I love that God’s precursor to the promise of the new thing comes with a practical strategy.  A strategy to forget!  I think so often we sense or even know that God is calling us into a new season, but we hinder ourselves by continually thinking on the wounds of the past.  As we ‘keep on thinking about them’, we re-live them, re-experience them and they are corrosive to the promise that stands in front of us.  Our thinking on the past when the past is not something we enjoyed drags it from its rightful place behind us, to an obstacle in front of us that taunts us with discouragement. It makes links between your present and past with a smirk on its face questioning, ‘how’d this go last time you tried it?’ If that doesn’t get you, then its follow up line of ‘nothing’s changed’ makes for its classic one-two-punch.

The apostle Paul also recognised and knew the power of forgetting the past – and he was a man with a past he was not proud of!

Brothers and sisters, I do not consider myself yet to have taken hold of it. But one thing I do: Forgetting what is behind and straining toward what is ahead, I press on toward the goal to win the prize of God’s heavenly calling in Christ Jesus. (Phil 3:13-14)

Again, the strategy repeats, a necessary forgetting of all that was behind and a straining and a pressing on toward the future.  A future-focused-forgetfulness. I love Paul’s confidence too, that his future of fulfilling his calling was likened to winning a prize.  Our futures and the new things God is doing in our lives should be a source of inspiration and hope to us, but I have found the past can be the grim reaper if allowed to step in front of us.  The annoying part about this is that it is only us that allow it that permission and its our thoughts that promote them to a place they were never intended to be. We really need to take every thought captive and make it obedient to the will of God, that is the keeper of our future and our prize.
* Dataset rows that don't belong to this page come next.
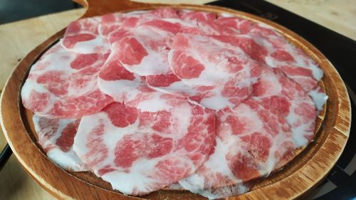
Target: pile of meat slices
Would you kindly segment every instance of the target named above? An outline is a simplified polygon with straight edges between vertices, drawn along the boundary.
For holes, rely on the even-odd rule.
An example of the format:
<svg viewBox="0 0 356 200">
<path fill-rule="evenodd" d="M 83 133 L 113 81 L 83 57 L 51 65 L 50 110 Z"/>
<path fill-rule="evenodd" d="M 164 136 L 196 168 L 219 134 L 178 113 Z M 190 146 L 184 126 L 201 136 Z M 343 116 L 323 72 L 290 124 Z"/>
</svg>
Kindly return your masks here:
<svg viewBox="0 0 356 200">
<path fill-rule="evenodd" d="M 270 27 L 175 10 L 72 22 L 21 90 L 65 169 L 125 194 L 245 193 L 313 137 L 323 71 Z"/>
</svg>

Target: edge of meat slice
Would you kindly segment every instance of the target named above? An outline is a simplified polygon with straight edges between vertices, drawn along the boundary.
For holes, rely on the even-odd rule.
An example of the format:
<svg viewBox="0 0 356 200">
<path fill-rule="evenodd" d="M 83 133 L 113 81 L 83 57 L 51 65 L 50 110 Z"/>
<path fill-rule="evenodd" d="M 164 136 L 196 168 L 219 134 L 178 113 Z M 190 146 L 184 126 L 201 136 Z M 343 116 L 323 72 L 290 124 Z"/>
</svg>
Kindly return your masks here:
<svg viewBox="0 0 356 200">
<path fill-rule="evenodd" d="M 311 141 L 315 117 L 314 102 L 300 85 L 265 67 L 249 98 L 218 112 L 214 150 L 179 184 L 209 199 L 245 193 Z"/>
<path fill-rule="evenodd" d="M 78 54 L 56 44 L 30 69 L 21 91 L 23 106 L 48 118 L 76 118 L 101 110 L 113 101 L 97 83 L 107 56 Z"/>
<path fill-rule="evenodd" d="M 163 93 L 132 103 L 140 109 L 113 102 L 83 117 L 74 140 L 79 157 L 114 189 L 143 195 L 189 176 L 207 159 L 215 137 L 211 111 Z"/>
<path fill-rule="evenodd" d="M 88 167 L 73 150 L 74 137 L 80 120 L 47 119 L 33 115 L 38 143 L 54 163 L 72 172 L 88 171 Z"/>
<path fill-rule="evenodd" d="M 99 34 L 101 16 L 85 18 L 69 23 L 66 29 L 62 46 L 77 53 L 108 53 L 110 47 L 108 39 Z"/>
<path fill-rule="evenodd" d="M 186 85 L 208 89 L 210 94 L 198 102 L 216 110 L 234 107 L 247 98 L 262 65 L 211 36 L 180 33 L 174 36 L 168 60 Z"/>
</svg>

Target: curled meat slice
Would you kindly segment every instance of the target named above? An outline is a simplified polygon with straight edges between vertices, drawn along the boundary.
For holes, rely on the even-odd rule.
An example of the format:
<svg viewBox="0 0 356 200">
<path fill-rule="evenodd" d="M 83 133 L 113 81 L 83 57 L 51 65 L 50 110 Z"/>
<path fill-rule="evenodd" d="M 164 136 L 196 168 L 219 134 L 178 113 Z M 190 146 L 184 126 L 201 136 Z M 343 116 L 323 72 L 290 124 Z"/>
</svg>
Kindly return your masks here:
<svg viewBox="0 0 356 200">
<path fill-rule="evenodd" d="M 107 58 L 75 53 L 57 43 L 31 67 L 21 89 L 23 106 L 48 118 L 75 118 L 99 112 L 113 101 L 97 83 Z"/>
<path fill-rule="evenodd" d="M 107 53 L 110 48 L 106 38 L 99 34 L 100 16 L 85 18 L 69 23 L 62 46 L 77 53 Z"/>
<path fill-rule="evenodd" d="M 263 68 L 250 98 L 217 112 L 214 150 L 179 184 L 209 199 L 245 193 L 310 142 L 315 117 L 313 100 L 298 84 L 278 69 Z"/>
<path fill-rule="evenodd" d="M 182 81 L 204 90 L 202 95 L 192 95 L 191 99 L 198 99 L 203 106 L 216 110 L 234 107 L 246 99 L 261 68 L 259 63 L 242 51 L 227 48 L 211 36 L 184 33 L 175 36 L 168 60 L 172 70 Z M 179 89 L 174 85 L 167 90 L 172 90 L 171 88 Z"/>
<path fill-rule="evenodd" d="M 38 143 L 51 160 L 66 170 L 88 170 L 73 150 L 80 120 L 48 119 L 35 114 L 33 121 Z"/>
<path fill-rule="evenodd" d="M 74 140 L 83 162 L 126 194 L 143 195 L 189 176 L 214 144 L 212 112 L 167 94 L 151 98 L 138 98 L 138 109 L 113 102 L 84 117 Z"/>
</svg>

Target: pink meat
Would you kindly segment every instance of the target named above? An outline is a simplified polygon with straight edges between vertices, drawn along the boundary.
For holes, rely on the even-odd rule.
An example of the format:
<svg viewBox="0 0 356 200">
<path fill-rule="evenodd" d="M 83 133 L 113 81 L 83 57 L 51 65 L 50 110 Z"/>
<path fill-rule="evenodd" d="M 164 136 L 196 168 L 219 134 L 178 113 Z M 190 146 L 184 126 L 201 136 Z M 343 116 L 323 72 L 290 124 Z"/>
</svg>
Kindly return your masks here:
<svg viewBox="0 0 356 200">
<path fill-rule="evenodd" d="M 99 34 L 101 17 L 85 18 L 69 23 L 62 46 L 77 53 L 107 53 L 110 48 L 107 38 Z"/>
<path fill-rule="evenodd" d="M 112 53 L 128 71 L 139 75 L 164 75 L 169 72 L 167 54 L 174 34 L 196 33 L 175 19 L 139 19 L 135 28 L 122 27 L 112 32 L 109 41 Z"/>
<path fill-rule="evenodd" d="M 189 98 L 216 110 L 234 107 L 247 98 L 259 75 L 260 63 L 228 47 L 211 36 L 177 33 L 169 53 L 174 75 L 193 88 L 204 89 L 203 95 Z M 182 87 L 181 91 L 185 90 Z"/>
<path fill-rule="evenodd" d="M 57 43 L 32 66 L 21 89 L 23 106 L 48 118 L 99 112 L 112 102 L 99 90 L 96 80 L 107 57 L 77 54 Z"/>
<path fill-rule="evenodd" d="M 214 150 L 179 183 L 211 199 L 245 193 L 310 142 L 315 117 L 313 100 L 298 84 L 264 68 L 251 97 L 217 112 Z"/>
<path fill-rule="evenodd" d="M 38 143 L 50 159 L 66 170 L 88 170 L 73 150 L 80 120 L 48 119 L 35 114 L 33 121 Z"/>
<path fill-rule="evenodd" d="M 74 140 L 84 163 L 126 194 L 147 194 L 189 176 L 214 144 L 212 112 L 169 95 L 151 98 L 144 94 L 132 104 L 138 108 L 114 102 L 84 117 Z"/>
<path fill-rule="evenodd" d="M 323 71 L 315 61 L 269 27 L 236 17 L 219 17 L 214 24 L 229 27 L 236 33 L 229 36 L 220 36 L 221 41 L 241 48 L 253 59 L 281 69 L 305 91 L 315 88 L 323 77 Z M 240 42 L 242 38 L 248 38 L 250 43 L 254 44 L 244 46 Z M 263 53 L 255 53 L 258 49 L 263 49 Z"/>
</svg>

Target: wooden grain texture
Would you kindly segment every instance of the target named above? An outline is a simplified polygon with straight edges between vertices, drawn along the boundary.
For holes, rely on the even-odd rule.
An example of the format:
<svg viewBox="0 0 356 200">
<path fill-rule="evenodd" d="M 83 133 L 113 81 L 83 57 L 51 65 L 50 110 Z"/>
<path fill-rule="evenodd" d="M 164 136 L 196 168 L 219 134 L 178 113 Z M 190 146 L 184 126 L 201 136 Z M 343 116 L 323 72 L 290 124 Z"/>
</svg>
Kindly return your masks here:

The future doesn’t just roll in when its loaded with promise.  It’s naïve to think the enemy would allow it to unfold effortlessly and for you just to walk into it like a pre-prepared stage set. To step into all that is in front of us there is a process and the process is to forget and focus. Forget the failed attempts and disappointments of the past. It’s to throw off the things that hinder so you can travel lightly, so you can run.  Fear will come. Memories and failures past will be thrown up on the projector screen of your mind at random moments. There is only one who is able to fully forget and though we are made in His image, we need to get better at this skill with His help.

The past can be a weapon used against you that keeps trying to get in front of you instead of stay behind.  It is an act of will and a choice, to forget.  To dismiss when memories are triggered, to pray when current similarities taunt and to declare that which has been promised.  We focus on all that lays ahead, straining toward it and just simply… forget the rest!